Feb 1, 2022

The Secret Sauce for Tech Startups Featuring Kyle York

By Stavvy Team

We’re excited to speak with today’s guest whose background is unlike any of our previous guests. He's not from the mortgage industry. He's not from the title insurance industry. He's an entrepreneur. He's an investor. He's a mentor. He's an ally. But most importantly, he's our friend, Kyle York of York IE, based in the awesome state of New Hampshire and a local success story for an amazing school, Bentley University.

Kyle’s career has been exclusively in the B2B SaaS world—in a traditional corporate job and later in startups, including Dyn, a managed DNS pioneer that was sold to Oracle in 2016. Now he invests in and advises startups in the B2B SaaS space.

Entrepreneurs out there, this is an episode not to be missed!

Listen Now: The Secret Sauce for Tech Startups Featuring Kyle York


3 Noteworthy Takeaways from the Episode

#1: What entrepreneurs need

Kyle has invested in more than 100 startups, all B2B recurring revenue software companies. “My perspective is that the industries that are the most highly regulated are actually the most ripe for disruption,” he suggests. “And I think only modern entrepreneurs and modern technologists are the ones capable of disrupting those industries. Because they're going to look at the world very differently than some of the traditional players in these industries look at the world.”

York IE works with both pre-seed businesses—providing the earliest stage funding—and others farther along in the process. “If you're pre-seed, get in the top of our funnel, get into our [investment] process,” he says. “Anyone who's bigger and just needs help with their growth, we've built a 35-person team of all functional disciplines to help startups on that scaling journey. I always say, we are like a nice warm blanket for you as you continue to grow.” That blanket may span capital strategy, operations, product development, talent and culture, or other areas. This kind of help is needed, he explains, because the traditional agencies, banks, and analyst firms “just don’t have the urgency, the business models, the economic models, the teams to help.”

#2: Founder-market fit

So how does a savvy, discerning firm like York IE identify a high potential startup worthy of investment? Many in the venture capital field fixate on so-called product-market fit, supported by competitive positioning, intellectual property and technology, a financial strategy, a go-to-market plan, and so on.

Kyle looks for all these things, but also something even more fundamental. “I actually think the biggest thing we've been hovering around lately is founder-market fit,” he says. “We see a lot of companies that founders have no right founding. It makes no sense. Why are you building a marketplace company in a digital jewelry sales or something, when you have zero reasoning, practical experience, interest do so? Because a lot of times I feel like people decide they want to be an entrepreneur and then go try to find the idea to implement.” Kyle looks for founders who know their industry and match the challenge they are up against.

#3: Does location matter?

Although Kyle’s career took him to California for a bit, his roots are decidedly New England, with York IE headquartered in Manchester, NH. We wondered how he felt about the technology scene in the Boston region, especially compared to other tech enclaves.

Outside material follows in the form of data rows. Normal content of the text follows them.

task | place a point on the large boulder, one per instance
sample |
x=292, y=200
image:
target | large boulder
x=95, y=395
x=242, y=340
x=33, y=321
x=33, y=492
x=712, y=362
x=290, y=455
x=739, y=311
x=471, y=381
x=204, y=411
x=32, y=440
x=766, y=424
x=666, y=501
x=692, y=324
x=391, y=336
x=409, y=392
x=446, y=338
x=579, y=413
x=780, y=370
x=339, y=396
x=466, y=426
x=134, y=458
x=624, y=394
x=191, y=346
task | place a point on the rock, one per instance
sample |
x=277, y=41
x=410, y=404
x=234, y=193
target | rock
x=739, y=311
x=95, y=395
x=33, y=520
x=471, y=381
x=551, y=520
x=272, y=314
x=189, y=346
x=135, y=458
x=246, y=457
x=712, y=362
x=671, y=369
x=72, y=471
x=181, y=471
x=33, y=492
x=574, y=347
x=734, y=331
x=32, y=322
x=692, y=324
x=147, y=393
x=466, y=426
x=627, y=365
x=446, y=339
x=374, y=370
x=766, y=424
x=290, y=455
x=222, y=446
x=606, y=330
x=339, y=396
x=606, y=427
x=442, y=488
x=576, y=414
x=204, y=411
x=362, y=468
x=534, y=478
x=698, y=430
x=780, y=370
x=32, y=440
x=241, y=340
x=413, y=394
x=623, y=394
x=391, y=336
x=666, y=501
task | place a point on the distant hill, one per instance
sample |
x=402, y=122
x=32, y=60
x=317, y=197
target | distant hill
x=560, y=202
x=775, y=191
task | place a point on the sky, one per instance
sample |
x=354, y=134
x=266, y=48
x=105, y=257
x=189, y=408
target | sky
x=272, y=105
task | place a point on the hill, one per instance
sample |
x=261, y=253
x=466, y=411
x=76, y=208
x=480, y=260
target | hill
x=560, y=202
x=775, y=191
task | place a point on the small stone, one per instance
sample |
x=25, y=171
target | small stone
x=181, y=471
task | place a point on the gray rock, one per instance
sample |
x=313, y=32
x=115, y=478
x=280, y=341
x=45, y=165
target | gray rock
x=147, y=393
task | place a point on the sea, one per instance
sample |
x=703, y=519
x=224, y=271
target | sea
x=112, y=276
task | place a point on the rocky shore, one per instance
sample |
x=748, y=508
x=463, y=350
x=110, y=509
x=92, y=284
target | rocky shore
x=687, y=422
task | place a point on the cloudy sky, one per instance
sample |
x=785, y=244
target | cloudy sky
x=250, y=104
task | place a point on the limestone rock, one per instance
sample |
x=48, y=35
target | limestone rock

He did admit there’s a real hometown bias. “If you're Boston, I'll join the first call. I don't even make you go through a process. Comes in through a buddy, like I connected to you guys through a friend, like, boom, boom, boom,” Kyle describes. “I do think there's a familial communal aspect to Boston and a grit and a grind, and an intellectual [tie] of course, through our educational institutions, that connects us.”

On the other hand, he feels too much emphasis, especially in VC media coverage, rides on location. “I think everybody is a little bit too parochial about Silicon Valley versus New York, versus Boston, versus Miami, versus Austin. I mean, I built my startup to $100 million annual recurring revenue in New Hampshire and sold it to Oracle. I actually think you can build great companies in FinTech, in infrastructure, in consumer, in marketplace, anywhere you wish.”

It’s gratifying to see the work Kyle is doing with startups across a variety of sectors. It’s been our pleasure working with him, and appreciate him joining us for an entrepreneurial episode of FinSide Chats.

“The hardest part about building a startup isn't the ideation phase. It's the knowing how to bob and weave on the execution journey along the way.”